This is the official implementation of our paper
@inproceedings{tec2023causal,
title={Causal Estimation of Exposure Shifts with Neural Networks},
author={Tec, Mauricio and Mudele, Oladimeji and Josey, Kevin and Dominici, Francesca},
booktitle={KDD},
year={2024}
}
We use the Snakemake pipeline system for reproducibility.

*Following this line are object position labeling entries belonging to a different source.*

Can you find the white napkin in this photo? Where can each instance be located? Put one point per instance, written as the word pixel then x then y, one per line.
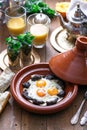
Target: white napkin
pixel 72 7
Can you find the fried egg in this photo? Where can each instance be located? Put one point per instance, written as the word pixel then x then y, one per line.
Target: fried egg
pixel 43 91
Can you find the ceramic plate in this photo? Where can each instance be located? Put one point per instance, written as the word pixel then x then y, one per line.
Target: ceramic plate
pixel 42 68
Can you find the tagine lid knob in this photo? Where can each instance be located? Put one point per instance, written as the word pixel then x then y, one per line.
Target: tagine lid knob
pixel 71 65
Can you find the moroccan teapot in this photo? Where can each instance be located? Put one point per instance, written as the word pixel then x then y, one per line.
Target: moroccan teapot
pixel 77 23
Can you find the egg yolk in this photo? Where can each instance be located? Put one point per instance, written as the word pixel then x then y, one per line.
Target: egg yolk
pixel 52 91
pixel 41 83
pixel 41 92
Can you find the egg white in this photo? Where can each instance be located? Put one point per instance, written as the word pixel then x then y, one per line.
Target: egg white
pixel 49 83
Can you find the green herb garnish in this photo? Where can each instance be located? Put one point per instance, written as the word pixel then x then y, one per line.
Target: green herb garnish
pixel 13 44
pixel 25 39
pixel 37 6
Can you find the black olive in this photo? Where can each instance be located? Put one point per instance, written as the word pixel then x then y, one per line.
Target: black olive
pixel 61 83
pixel 37 102
pixel 52 102
pixel 50 76
pixel 61 93
pixel 26 84
pixel 25 94
pixel 36 77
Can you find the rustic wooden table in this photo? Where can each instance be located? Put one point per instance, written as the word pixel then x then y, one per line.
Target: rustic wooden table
pixel 16 118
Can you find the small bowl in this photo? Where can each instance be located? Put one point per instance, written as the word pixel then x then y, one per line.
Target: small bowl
pixel 24 75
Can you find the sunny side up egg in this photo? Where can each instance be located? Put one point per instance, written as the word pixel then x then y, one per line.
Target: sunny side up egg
pixel 43 91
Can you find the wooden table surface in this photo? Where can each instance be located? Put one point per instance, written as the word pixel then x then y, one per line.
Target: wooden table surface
pixel 15 118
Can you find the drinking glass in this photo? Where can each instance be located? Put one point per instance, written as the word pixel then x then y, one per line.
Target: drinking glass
pixel 3 6
pixel 15 20
pixel 38 30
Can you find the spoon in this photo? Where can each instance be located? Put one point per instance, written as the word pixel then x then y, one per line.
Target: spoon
pixel 75 118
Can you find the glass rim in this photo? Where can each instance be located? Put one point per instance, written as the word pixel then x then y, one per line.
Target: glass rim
pixel 24 13
pixel 28 21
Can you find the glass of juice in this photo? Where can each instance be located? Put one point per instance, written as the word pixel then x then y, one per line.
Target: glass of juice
pixel 39 29
pixel 15 20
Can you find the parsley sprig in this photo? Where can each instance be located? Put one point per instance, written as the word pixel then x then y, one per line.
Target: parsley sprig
pixel 36 6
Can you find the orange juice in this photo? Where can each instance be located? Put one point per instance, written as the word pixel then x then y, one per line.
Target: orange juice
pixel 16 26
pixel 40 32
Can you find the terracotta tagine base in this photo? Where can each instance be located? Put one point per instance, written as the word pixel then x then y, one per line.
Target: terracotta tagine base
pixel 72 65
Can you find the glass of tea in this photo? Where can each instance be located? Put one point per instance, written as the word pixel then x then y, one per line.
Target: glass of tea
pixel 15 20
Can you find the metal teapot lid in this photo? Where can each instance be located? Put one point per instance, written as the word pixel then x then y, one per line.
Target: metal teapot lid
pixel 78 16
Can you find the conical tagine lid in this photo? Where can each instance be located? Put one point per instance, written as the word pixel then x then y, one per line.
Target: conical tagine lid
pixel 72 65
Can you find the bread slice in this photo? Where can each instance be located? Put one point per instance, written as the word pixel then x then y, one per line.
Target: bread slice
pixel 4 97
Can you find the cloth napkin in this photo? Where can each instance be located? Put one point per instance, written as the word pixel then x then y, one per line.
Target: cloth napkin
pixel 72 7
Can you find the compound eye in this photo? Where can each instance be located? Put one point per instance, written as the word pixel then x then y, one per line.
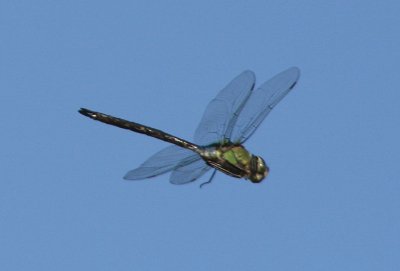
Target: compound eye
pixel 259 170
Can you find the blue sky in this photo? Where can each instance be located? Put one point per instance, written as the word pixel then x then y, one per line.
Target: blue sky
pixel 331 201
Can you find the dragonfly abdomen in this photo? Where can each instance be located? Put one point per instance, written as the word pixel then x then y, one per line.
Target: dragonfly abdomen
pixel 139 128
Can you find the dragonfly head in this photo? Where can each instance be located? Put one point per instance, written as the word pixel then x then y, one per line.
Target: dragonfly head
pixel 258 169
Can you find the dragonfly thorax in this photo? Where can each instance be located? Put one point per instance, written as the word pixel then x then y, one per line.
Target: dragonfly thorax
pixel 236 161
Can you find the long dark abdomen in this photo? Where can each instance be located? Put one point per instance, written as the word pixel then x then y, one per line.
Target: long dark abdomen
pixel 139 128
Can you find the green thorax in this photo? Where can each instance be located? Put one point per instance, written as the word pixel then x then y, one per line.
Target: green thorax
pixel 236 155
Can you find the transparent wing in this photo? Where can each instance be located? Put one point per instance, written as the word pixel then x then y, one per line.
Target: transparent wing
pixel 261 102
pixel 161 162
pixel 188 172
pixel 221 113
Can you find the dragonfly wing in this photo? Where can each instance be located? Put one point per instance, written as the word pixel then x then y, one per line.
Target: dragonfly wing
pixel 262 101
pixel 161 162
pixel 222 111
pixel 188 172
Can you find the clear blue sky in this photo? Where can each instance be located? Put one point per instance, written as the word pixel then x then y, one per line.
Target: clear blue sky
pixel 331 201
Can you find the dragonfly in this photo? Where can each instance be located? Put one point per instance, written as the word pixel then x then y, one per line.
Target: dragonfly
pixel 229 120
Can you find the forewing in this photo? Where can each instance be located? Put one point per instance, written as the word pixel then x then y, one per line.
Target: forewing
pixel 223 109
pixel 189 172
pixel 262 101
pixel 161 162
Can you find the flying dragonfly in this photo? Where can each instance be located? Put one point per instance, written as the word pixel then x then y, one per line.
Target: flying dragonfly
pixel 228 121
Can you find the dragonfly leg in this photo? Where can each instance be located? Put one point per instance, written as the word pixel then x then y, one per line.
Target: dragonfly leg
pixel 209 180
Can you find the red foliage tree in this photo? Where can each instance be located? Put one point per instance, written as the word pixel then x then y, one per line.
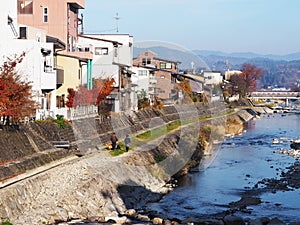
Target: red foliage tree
pixel 15 94
pixel 251 73
pixel 245 82
pixel 105 90
pixel 70 97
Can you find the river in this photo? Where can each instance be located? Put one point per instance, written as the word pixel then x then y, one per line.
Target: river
pixel 237 165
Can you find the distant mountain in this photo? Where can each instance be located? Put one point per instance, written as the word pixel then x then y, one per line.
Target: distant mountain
pixel 279 70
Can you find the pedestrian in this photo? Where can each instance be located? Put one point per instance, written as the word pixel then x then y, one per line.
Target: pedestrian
pixel 114 140
pixel 127 142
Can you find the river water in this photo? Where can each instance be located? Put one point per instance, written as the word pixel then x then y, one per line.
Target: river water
pixel 237 165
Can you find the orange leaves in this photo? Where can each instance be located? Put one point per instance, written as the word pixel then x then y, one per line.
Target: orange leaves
pixel 15 94
pixel 105 90
pixel 85 97
pixel 246 81
pixel 250 74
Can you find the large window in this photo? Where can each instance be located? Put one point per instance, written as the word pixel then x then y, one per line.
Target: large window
pixel 164 65
pixel 146 61
pixel 142 72
pixel 25 6
pixel 45 15
pixel 101 51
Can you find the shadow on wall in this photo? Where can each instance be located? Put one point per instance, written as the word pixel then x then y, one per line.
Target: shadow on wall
pixel 135 196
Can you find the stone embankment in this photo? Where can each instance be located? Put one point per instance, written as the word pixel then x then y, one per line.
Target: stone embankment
pixel 97 184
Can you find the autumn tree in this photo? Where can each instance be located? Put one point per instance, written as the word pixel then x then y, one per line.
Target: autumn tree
pixel 105 90
pixel 251 74
pixel 245 82
pixel 143 101
pixel 71 98
pixel 15 94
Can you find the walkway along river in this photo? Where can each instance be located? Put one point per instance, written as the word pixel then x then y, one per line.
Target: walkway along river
pixel 240 165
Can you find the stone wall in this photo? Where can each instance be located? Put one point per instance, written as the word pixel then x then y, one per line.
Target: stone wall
pixel 99 185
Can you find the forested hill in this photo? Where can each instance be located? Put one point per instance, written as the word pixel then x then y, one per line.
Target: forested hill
pixel 279 70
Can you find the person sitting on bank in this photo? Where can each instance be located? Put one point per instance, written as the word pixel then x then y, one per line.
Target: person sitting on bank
pixel 114 140
pixel 127 142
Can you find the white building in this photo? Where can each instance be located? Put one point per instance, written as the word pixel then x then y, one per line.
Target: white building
pixel 212 77
pixel 112 58
pixel 229 73
pixel 37 65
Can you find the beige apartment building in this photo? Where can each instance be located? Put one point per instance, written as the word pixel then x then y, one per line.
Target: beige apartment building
pixel 164 87
pixel 60 19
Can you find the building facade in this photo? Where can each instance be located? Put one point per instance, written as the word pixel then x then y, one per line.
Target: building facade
pixel 164 87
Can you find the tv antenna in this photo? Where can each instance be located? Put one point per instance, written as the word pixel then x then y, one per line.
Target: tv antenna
pixel 117 18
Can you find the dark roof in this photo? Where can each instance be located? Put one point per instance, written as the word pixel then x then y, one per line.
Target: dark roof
pixel 57 43
pixel 166 60
pixel 101 39
pixel 72 56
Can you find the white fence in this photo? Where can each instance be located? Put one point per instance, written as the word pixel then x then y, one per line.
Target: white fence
pixel 70 114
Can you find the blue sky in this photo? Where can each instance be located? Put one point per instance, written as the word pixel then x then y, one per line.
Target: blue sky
pixel 260 26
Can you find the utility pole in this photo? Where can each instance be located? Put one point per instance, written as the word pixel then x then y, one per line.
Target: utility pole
pixel 117 18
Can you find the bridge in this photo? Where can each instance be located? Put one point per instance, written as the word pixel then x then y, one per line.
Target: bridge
pixel 280 95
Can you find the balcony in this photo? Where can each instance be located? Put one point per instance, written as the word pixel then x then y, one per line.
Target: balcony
pixel 79 4
pixel 48 80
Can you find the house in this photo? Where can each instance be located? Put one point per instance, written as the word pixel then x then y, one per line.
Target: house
pixel 60 20
pixel 143 82
pixel 212 77
pixel 112 58
pixel 229 73
pixel 37 65
pixel 164 88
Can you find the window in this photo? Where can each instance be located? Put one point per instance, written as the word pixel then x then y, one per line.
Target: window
pixel 23 32
pixel 45 14
pixel 164 65
pixel 25 6
pixel 146 61
pixel 101 51
pixel 142 72
pixel 168 65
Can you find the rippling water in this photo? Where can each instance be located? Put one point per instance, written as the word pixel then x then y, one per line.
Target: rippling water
pixel 238 164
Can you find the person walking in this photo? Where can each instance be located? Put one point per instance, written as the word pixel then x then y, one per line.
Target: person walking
pixel 127 142
pixel 114 140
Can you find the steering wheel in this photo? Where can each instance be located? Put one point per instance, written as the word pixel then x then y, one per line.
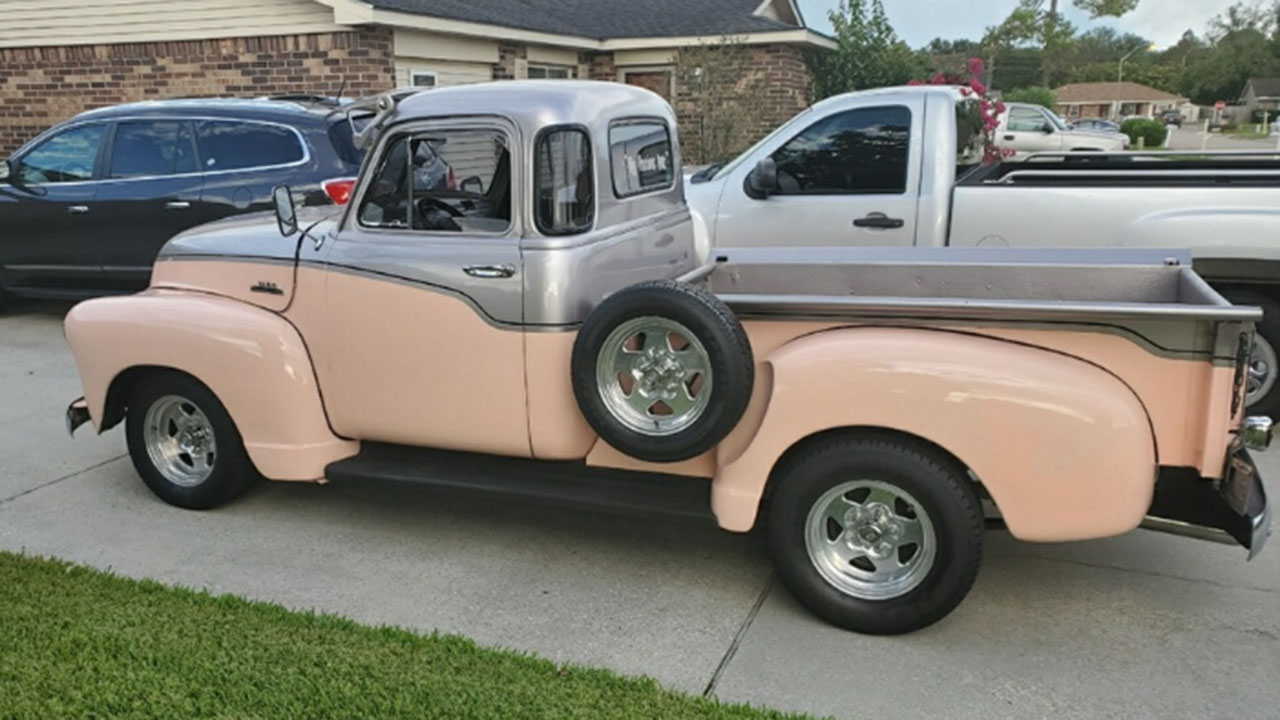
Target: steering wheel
pixel 425 203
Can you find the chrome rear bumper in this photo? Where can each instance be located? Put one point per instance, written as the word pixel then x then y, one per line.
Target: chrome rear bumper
pixel 77 414
pixel 1232 511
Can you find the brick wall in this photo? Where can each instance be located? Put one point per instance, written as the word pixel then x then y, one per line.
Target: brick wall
pixel 41 86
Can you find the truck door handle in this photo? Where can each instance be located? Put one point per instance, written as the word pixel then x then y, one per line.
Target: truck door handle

The install the dependencies, run
conda env create -f requirements.yaml # defines the tresnet conda env
The code to reproduce all experiments is in the Snakefile
. At a high level, the code runs using the following command
source activate tresnet
snakemake --cores <num-cores> -C experiment=<exp> strategy=<strategy>
where <exp>
is the experiment number (see the paper for experiment's definition), <strategy>
is the causal estimation method. The config file conf/snakemake.yaml
defines all the possible strategies per experiment.
Snakemake is running the main training script in main.py
with the following pattern
python main.py
dataset=<indp/news/...>
strategy=<tresnet/aipw/...>
outcome.backbone=<piecewise/vc>
family=<gaussian/poisson/bernoulli>
seed=<seed>
We use the Hydra configuration system to manage the hyperparameters. The conf/
folder contains the configuration files for each experiment. The conf/config.yaml
file contains the default hyperparameters for the models.
The tresnet/
contains all the auxiliary code such as the network architectures and utilies. Additionally, the benchmark datasets are constructed in the module tresnet/datamodules/
.
See the folder slurm/
folder for example scripts to run the experiments using snakemake. We used these scripts for the paper experiments in a cluster.